Vietato esibire, quindi, un logo diverso da quello delle undici multinazionali che finanziano ufficialmente lo spettacolo. Nei siti sportivi è già stato sequestrato un gran numero di oggetti di marchi diversi da quelli che sostengono le Olimpiadi. La Coca Cola ha investito milioni di pounds e guai a farsi vedere in giro con una maglietta della Pepsi, pena l’espulsione per indegnità dal Parco olimpico, dove vige una severa dittatura imposta dagli sponsor che pone seri dubbi sulla compatibilità con le libertà individuali, non solo degli spettatori che giungeranno da ogni parte del mondo per assistere alle gare, ma anche degli stessi atleti, che hanno la facoltà di siglare accordi di sponsorizzazione anche con marchi diversi. Un gruppo di sportivi statunitensi capeggiato dall’ex lanciatore del peso Adam Nelson si è già ribellato, scatenando la protesta su Twitter. La Federazione, infatti, impone loro di salire sul podio con la divisa ufficiale della Nike, scarpe comprese – pena una multa salatissima – anche se avranno vinto le medaglie con materiale tecnico diverso. In segno di protesta, gli atleti hanno postato sul social network le foto dei loro piedi nudi e pensano di presentarsi scalzi anche sul podio per manifestare in favore del brand libero.

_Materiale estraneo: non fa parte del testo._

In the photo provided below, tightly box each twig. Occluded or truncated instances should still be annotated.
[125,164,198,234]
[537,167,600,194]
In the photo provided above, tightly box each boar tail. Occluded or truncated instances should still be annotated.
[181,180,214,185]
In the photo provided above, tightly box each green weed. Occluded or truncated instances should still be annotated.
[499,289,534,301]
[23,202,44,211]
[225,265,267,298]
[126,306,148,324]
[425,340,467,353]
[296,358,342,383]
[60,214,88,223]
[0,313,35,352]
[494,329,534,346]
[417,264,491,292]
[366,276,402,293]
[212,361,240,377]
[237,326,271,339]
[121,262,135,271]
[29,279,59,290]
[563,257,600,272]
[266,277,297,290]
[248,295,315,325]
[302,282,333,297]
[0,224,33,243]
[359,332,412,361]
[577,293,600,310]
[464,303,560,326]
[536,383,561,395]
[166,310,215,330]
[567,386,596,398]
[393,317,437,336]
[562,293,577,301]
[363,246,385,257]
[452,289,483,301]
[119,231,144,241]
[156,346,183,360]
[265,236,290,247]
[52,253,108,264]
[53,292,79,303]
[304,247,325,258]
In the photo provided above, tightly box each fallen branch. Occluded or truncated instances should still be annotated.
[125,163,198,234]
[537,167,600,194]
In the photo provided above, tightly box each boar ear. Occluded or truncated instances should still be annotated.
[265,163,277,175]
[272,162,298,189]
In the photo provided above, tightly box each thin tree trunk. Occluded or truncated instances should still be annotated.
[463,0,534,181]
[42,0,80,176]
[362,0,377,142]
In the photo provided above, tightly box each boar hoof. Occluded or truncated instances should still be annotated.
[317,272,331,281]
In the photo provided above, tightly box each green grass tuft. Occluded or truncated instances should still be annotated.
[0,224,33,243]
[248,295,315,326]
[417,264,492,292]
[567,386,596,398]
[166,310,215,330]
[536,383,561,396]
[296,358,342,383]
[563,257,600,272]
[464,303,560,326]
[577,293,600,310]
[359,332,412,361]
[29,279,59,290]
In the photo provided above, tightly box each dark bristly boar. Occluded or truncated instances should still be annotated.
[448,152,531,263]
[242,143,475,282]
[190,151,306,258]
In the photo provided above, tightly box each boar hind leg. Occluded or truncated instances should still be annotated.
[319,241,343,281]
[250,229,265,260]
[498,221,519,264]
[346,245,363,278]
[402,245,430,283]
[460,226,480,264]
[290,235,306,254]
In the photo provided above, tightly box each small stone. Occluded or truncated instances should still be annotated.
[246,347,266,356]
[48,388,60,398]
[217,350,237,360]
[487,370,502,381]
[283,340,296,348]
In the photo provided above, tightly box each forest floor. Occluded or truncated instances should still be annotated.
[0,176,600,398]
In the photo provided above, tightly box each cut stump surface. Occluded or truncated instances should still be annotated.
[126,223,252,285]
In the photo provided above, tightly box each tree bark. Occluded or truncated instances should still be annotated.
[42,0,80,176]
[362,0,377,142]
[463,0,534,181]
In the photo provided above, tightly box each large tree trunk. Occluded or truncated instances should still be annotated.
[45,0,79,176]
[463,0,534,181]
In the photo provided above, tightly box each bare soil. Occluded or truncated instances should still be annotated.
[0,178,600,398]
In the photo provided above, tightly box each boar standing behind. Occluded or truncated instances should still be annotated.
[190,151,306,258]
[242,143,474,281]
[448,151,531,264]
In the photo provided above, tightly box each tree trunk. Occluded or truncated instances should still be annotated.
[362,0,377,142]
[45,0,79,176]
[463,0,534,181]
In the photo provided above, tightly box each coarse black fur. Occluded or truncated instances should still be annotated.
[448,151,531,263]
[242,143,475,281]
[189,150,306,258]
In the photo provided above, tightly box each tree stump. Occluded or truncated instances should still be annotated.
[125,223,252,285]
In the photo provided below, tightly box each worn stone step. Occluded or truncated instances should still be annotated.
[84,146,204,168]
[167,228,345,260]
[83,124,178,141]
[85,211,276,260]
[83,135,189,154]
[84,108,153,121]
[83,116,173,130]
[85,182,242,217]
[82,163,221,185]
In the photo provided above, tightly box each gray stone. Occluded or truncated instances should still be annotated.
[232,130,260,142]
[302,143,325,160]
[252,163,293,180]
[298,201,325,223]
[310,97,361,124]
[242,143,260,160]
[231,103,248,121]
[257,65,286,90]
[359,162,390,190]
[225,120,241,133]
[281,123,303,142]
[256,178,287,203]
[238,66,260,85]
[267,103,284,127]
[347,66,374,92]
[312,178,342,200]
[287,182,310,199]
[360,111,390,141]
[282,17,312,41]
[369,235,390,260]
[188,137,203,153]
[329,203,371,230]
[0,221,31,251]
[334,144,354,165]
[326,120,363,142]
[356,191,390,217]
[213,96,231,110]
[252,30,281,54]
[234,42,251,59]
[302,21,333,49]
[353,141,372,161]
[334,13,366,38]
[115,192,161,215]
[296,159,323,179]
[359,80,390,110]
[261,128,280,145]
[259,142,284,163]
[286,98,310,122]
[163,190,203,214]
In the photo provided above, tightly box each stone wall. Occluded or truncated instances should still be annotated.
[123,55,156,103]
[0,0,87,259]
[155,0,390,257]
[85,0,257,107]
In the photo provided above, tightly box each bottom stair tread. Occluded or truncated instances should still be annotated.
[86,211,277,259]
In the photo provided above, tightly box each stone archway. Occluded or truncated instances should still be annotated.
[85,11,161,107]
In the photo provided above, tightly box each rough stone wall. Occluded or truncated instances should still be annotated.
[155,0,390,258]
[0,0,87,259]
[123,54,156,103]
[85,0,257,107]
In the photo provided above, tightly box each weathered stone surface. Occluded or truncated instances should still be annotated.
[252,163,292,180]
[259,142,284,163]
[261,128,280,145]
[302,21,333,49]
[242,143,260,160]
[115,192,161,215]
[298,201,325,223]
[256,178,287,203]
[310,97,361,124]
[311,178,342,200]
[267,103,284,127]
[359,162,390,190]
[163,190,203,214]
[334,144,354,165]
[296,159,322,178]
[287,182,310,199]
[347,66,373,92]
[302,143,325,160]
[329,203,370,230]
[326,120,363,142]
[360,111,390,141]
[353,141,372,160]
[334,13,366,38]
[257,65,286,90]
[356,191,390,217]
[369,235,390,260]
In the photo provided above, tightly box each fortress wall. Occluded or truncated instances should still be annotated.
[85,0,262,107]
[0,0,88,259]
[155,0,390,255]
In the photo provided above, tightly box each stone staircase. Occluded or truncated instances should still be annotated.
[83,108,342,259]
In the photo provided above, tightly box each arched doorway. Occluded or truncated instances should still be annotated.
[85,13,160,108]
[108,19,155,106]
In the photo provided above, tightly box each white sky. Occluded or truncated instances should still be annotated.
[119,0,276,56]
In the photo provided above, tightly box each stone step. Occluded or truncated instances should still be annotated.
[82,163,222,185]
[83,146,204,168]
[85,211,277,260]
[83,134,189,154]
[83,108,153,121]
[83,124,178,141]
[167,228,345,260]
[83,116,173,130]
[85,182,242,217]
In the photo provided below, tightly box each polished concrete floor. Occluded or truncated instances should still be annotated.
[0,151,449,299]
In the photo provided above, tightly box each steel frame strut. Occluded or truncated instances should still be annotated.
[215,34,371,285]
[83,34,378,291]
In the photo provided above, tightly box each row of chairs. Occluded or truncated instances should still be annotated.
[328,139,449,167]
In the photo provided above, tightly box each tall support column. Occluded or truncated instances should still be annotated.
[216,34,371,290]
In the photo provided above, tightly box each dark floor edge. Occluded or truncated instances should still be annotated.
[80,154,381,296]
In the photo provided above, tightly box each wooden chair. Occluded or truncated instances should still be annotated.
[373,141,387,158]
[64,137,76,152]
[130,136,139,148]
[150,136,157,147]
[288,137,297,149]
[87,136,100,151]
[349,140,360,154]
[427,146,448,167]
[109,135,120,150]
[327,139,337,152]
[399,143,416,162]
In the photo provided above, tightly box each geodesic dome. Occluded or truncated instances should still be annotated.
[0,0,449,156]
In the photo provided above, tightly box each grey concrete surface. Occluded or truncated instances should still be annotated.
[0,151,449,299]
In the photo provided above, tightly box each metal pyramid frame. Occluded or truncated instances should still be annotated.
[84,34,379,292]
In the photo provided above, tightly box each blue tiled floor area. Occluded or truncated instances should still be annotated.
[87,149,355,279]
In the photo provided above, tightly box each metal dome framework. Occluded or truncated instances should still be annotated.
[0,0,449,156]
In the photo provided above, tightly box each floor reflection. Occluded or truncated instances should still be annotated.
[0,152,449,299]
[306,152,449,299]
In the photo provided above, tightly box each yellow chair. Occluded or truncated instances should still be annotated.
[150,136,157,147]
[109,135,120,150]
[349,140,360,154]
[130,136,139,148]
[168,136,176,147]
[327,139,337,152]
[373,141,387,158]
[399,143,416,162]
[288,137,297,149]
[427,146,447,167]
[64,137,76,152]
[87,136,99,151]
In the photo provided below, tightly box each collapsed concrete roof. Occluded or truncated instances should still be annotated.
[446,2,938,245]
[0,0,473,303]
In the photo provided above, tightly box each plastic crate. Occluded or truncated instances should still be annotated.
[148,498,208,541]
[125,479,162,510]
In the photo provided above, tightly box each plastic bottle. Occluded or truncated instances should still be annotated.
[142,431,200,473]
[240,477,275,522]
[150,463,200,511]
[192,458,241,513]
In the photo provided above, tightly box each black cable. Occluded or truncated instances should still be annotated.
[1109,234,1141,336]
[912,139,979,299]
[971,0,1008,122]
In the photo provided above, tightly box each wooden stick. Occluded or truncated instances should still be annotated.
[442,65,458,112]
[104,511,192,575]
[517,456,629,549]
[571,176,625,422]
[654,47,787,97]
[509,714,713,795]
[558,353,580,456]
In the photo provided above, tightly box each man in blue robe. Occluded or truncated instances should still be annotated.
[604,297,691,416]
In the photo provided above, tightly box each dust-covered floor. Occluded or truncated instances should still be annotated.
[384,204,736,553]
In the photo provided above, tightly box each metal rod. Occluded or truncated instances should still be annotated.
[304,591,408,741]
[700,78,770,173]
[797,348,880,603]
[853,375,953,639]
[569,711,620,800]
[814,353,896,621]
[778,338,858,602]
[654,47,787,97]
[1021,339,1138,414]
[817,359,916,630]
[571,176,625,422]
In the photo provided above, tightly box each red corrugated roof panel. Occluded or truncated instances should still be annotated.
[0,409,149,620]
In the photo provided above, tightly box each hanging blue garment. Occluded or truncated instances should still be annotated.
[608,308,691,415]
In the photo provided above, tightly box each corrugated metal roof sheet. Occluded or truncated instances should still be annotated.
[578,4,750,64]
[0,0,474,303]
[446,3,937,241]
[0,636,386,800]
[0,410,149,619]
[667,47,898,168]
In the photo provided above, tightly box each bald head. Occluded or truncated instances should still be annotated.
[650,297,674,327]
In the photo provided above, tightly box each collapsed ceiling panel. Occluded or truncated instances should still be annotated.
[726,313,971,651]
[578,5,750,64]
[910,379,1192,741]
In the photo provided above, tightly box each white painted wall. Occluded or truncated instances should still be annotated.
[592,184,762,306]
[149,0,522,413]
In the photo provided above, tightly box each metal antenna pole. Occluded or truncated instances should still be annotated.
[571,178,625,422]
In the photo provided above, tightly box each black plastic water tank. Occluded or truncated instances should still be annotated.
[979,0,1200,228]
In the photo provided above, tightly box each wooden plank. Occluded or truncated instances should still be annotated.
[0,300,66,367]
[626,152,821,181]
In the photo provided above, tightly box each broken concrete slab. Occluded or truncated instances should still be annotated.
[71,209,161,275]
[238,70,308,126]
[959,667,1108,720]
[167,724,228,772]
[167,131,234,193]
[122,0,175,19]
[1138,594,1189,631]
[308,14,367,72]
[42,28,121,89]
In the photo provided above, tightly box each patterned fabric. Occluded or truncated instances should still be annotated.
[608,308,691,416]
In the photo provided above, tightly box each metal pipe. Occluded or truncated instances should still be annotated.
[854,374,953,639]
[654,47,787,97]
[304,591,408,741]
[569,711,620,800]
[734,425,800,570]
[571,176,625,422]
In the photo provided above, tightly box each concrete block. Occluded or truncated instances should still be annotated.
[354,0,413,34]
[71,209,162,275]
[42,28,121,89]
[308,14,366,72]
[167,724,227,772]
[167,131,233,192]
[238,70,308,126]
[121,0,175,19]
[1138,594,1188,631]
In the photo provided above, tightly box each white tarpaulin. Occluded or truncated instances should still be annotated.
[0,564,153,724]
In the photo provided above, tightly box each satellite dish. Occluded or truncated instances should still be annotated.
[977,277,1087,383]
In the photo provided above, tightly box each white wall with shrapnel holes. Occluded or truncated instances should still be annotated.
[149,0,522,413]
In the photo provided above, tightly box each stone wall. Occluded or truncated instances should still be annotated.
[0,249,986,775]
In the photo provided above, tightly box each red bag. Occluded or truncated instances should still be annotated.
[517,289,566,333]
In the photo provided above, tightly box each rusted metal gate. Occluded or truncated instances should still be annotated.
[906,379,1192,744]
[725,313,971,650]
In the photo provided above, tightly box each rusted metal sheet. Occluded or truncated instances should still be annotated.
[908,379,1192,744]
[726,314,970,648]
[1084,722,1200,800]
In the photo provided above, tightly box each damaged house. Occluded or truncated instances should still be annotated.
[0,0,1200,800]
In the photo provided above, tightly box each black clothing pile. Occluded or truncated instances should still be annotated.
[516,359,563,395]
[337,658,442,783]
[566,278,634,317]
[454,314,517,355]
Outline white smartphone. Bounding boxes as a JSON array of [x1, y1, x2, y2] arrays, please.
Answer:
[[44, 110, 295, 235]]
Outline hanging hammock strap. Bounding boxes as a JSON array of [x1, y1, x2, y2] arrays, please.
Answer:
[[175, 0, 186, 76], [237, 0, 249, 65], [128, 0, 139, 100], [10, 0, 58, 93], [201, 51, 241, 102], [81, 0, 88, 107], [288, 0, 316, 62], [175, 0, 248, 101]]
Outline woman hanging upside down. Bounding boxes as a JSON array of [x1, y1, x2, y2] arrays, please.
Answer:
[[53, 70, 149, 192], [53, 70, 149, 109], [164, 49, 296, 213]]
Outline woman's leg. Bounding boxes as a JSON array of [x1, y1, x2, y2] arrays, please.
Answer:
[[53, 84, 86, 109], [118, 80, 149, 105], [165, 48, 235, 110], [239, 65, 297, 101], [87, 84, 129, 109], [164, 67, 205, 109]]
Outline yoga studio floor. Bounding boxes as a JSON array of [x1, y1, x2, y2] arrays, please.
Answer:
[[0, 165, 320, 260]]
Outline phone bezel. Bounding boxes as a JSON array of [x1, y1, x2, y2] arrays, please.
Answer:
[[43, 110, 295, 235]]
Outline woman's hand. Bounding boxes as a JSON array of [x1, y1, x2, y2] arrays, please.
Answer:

Un altro esempio: all’interno del parco che ospita lo stadio dell’atletica è possibile ritirare denaro dai distributori solo se si è in possesso di una carta Visa. Il parco Olimpico è dominato dal più grande McDonald’s del mondo: 3000 metri quadrati, 1500 posti a sedere e 14 mila pasti al giorno, un grandioso tempio del grasso che mal si concilia con lo slogan dei Giochi: «rispetto, eccellenza, amicizia, attenzione alla salute e all’ambiente». Ma poco importa, basta che paghino.

E basta che paghi anche la Dow Chemicals, l’azienda che ha rilevato la Union Carbide Corporation (Ucc), per fasciare lo stadio olimpico. Per questo privilegio la società ha sborsato ben 7 milioni di sterline e poco importa che la Ucc sia l’industria responsabile del massacro indiano di Bhopal. Una perdita di veleni chimici che nel 1984 causò la morte di 25 mila persone. Ancora oggi, mezzo milione di uomini e donne stanno pagando le conseguenze di quel disastro. Inutili le proteste di Amnesty. Tutto si giustifica con il denaro.